Principal Investigator: Dr. Elizabeth A. McNiel, Michigan State University
Feline oral squamous cell carcinoma is a common cancer affecting older cats. Prognosis is poor, even with aggressive treatment involving surgery, radiation therapy and chemotherapy. Most cats die due to progressive growth of the cancer in the mouth, which causes discomfort and interferes with eating, drinking and even breathing. The failure of conventional treatments to significantly improve health or prolong life in cats affected by this cancer underscores the importance of developing new strategies to treat the disease. One such approach involves targeting the tumor blood supply. The growth of a tumor is critically dependent upon its ability to develop blood vessels, a process called angiogenesis. This study will evaluate the effectiveness of a synthetic protein in preventing growth of tumor blood vessels. If effective, this protein could lead to better treatment for this often fatal cancer.
Principal investigator: Dr. Nikolaos G. Dervisis, Michigan State University
Canine histiocytic sarcoma is an aggressive form of cancer that is almost always fatal.
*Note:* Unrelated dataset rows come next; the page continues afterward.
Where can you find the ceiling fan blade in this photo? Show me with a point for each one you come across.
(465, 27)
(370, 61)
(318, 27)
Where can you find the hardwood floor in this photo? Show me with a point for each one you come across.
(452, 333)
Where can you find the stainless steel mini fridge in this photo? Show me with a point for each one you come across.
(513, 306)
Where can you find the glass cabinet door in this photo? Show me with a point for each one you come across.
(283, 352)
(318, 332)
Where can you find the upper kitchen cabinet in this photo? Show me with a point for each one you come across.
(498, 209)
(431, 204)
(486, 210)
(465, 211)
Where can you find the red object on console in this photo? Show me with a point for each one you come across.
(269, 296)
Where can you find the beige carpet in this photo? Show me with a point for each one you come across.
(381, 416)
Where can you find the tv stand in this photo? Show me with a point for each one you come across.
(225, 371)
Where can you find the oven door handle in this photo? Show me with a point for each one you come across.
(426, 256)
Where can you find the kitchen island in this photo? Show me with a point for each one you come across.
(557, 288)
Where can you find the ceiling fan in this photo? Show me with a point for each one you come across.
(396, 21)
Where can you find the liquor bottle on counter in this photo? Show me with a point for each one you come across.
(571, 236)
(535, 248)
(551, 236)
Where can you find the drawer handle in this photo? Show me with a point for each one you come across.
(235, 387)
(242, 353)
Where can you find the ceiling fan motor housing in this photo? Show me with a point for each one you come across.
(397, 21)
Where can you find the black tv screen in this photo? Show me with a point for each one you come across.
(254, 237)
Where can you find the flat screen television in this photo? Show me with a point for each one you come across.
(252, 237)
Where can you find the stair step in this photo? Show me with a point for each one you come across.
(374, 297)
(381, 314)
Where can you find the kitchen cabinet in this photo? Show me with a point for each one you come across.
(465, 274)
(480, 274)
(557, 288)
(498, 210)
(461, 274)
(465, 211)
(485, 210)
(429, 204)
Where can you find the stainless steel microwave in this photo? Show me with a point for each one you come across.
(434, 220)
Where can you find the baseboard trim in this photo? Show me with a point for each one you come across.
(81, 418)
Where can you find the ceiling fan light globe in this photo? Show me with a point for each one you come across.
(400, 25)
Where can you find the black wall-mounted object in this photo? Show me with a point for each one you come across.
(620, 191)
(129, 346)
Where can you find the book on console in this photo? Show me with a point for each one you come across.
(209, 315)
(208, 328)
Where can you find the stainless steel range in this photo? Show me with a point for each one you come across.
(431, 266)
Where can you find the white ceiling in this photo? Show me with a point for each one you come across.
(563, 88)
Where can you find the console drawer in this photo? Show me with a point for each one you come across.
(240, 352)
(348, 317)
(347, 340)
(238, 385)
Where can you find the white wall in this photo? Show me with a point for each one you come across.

The disease affects primarily Bernese mountain dogs, flat-coated retrievers and rottweilers, but others are predisposed as well. Despite rigorous efforts to identify genetic abnormalities underlying this disease, few treatment advances have been made. The researchers will focus on gene expression patterns that are associated with this cancer's resistance to chemotherapy. They intend to develop a practical test that can be used to guide future drug development for the treatment of canine histiocytic sarcoma.